A: There is an election period after you lose your job during which you must decide and take action to continue your coverage under your employer’s group policy. You must file a written election of continuation with your employer and pay your employer the first contribution required. Your request and payment must be received by the employer by the earlier of any of the following dates:
(a) Thirty-one days after the date on which your coverage terminates;
(b) Ten days after the date on which your coverage terminates, if your employer has notified you of the right of continuation prior to that date;
(c) Ten days after the employer notifies you of the right of continuation, if the notice is given after the date on which your coverage terminates.
Remember, you must pay to your employer, on a monthly basis, in advance, the amount of contribution required by your employer for the continuation coverage.
Q 5: Is Ohio’ continuation coverage the same as COBRA coverage?
A: No, Federal COBRA coverage is also continuation coverage but it applies to employer’s health coverage when the employer has twenty or more employees. Ohio’s continuation coverage applies to employer sickness and accident coverage and the employer’s eligible employees generally, and to an employer not provided for under federal law, such as church plans or governmental plans. Therefore, Ohio’s continuation law generally applies to church employer plans, governmental employer plans and employer plans when the employer has fewer than twenty employees.
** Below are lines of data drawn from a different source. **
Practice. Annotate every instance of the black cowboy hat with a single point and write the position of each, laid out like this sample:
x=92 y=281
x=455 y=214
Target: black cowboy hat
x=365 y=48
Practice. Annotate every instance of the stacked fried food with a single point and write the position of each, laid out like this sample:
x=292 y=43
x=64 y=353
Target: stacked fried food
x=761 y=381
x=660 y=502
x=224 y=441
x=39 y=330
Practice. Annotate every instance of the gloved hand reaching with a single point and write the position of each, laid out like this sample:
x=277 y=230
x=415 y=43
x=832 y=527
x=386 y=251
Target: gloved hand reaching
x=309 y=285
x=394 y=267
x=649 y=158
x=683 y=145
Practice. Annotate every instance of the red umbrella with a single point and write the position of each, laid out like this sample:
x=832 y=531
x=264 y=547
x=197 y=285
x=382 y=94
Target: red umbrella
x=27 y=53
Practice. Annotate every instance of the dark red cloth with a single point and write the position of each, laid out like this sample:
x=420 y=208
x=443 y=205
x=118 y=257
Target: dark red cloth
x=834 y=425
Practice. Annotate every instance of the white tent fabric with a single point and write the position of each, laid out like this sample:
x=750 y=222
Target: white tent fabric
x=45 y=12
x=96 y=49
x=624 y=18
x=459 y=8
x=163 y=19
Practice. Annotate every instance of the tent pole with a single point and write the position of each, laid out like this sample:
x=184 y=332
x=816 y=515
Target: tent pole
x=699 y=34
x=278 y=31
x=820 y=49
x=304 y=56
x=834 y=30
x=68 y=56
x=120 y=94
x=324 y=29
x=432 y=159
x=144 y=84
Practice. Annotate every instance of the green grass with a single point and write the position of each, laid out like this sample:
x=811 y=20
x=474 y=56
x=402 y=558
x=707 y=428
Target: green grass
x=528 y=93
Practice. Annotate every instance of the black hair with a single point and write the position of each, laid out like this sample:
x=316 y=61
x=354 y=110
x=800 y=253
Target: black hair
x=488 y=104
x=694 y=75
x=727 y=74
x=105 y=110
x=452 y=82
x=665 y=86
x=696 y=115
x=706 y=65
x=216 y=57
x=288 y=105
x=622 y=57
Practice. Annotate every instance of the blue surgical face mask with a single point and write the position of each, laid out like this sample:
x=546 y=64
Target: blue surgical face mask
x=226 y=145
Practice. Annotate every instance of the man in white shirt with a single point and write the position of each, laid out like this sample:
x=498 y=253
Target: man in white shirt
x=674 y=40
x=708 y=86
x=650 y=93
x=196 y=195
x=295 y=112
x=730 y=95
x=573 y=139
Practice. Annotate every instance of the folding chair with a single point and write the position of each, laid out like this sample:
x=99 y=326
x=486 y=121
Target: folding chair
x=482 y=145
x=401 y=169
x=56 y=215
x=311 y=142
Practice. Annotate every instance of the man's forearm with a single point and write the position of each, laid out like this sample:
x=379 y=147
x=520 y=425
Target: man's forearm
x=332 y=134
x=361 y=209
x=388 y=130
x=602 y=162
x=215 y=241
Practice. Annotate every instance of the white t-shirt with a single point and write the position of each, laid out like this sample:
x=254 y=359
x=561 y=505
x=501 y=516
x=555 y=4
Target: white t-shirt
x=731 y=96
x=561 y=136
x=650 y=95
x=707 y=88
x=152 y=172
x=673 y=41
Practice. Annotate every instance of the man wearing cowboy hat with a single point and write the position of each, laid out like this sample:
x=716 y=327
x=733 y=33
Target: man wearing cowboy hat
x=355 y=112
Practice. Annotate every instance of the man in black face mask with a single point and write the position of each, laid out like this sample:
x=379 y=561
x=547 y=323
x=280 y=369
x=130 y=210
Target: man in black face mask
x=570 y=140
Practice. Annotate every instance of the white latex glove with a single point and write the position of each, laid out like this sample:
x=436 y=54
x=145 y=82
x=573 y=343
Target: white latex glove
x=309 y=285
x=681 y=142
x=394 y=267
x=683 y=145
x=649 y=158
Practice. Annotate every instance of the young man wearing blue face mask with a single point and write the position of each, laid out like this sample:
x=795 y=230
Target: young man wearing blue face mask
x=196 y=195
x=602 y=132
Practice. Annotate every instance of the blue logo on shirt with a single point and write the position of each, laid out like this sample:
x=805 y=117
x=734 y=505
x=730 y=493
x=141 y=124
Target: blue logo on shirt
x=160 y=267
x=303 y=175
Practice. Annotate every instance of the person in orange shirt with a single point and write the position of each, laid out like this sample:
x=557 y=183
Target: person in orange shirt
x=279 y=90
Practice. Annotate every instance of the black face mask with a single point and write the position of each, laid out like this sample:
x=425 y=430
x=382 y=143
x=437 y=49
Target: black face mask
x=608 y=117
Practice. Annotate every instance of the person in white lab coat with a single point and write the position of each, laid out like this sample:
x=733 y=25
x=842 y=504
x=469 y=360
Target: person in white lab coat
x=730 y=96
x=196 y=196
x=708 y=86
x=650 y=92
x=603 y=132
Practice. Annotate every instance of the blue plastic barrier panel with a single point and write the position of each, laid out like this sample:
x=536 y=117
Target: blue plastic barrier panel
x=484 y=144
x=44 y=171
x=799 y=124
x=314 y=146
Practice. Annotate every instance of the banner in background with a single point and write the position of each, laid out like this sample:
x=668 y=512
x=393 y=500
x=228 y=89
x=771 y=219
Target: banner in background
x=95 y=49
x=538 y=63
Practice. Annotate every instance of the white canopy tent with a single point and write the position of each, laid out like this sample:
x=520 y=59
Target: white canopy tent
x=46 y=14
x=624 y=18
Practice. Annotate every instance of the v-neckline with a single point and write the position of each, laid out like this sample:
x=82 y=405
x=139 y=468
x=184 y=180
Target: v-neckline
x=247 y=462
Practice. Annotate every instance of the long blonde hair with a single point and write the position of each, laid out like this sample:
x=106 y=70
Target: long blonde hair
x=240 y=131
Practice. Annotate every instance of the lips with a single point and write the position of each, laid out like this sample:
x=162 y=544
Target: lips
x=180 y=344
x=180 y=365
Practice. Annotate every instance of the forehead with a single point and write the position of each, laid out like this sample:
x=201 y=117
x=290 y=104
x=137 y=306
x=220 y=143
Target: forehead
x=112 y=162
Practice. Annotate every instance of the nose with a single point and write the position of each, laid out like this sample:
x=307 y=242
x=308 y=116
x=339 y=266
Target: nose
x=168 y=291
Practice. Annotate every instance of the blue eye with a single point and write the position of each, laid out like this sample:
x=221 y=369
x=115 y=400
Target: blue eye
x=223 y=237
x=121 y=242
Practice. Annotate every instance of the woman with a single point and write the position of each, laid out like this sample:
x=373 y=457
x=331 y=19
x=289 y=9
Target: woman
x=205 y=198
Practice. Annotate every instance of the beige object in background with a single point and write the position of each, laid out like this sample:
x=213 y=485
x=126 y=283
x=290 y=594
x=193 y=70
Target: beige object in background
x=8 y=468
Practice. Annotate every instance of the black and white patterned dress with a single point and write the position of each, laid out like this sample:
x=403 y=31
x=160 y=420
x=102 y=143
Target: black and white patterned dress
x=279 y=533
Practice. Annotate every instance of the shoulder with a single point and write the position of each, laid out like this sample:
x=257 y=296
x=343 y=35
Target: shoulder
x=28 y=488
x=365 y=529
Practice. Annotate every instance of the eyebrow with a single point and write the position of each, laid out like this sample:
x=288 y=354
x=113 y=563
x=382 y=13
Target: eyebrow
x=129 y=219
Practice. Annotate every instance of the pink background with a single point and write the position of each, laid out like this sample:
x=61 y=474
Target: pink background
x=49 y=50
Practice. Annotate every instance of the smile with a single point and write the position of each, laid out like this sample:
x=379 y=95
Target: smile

Your employer’s plan will not have both COBRA and Ohio continuation. It will have one or the other.
Q 6: My certificate says if I lose my job I can continue my coverage or convert it to another policy. What does that mean?
A: Continuation and conversion are options you have when you leave your employer’s group sickness and accident policy due to termination of employment. Continuation means you can elect and pay for coverage under your employer’s policy even though you are no longer an employee. The coverage may or may not contain dental or vision coverage but it will contain your hospital, surgical or major medical coverage. Conversion means you will have chosen to have a new policy issued to you that has nothing to do with the employer’s group coverage and may have quite different benefits. You may elect either continuation or conversion coverage, but not both. If you elect continuation of coverage, when that ends, you may elect any conversion coverage available under section 3923.122 of the Revised Code. If you convert, you cannot then continue coverage under your employer’s plan. Remember, you will likely pay the entire cost of either continuation or conversion coverage yourself.
Q 7: How long does my continuation coverage last?
If you are otherwise eligible, and you elect continuation in writing and pay your employer the contributions required on time, you may continue your hospital, surgical, and medical insurance under the policy, for you and your eligible dependents, for a period of twelve months after the date that the insurance coverage would otherwise terminate by reason of the termination of your employment. Continuation coverage also ends if:
(a) You cease to be an eligible employee described in Question 2 above;
(b) You fail to make a timely payment of a required contribution, in which event the coverage shall cease at the end of the coverage for which contributions were made; or
(c) The policy is terminated, or your employer terminates participation under the policy, unless your employer replaces the coverage by similar coverage under another group policy or other group health arrangement.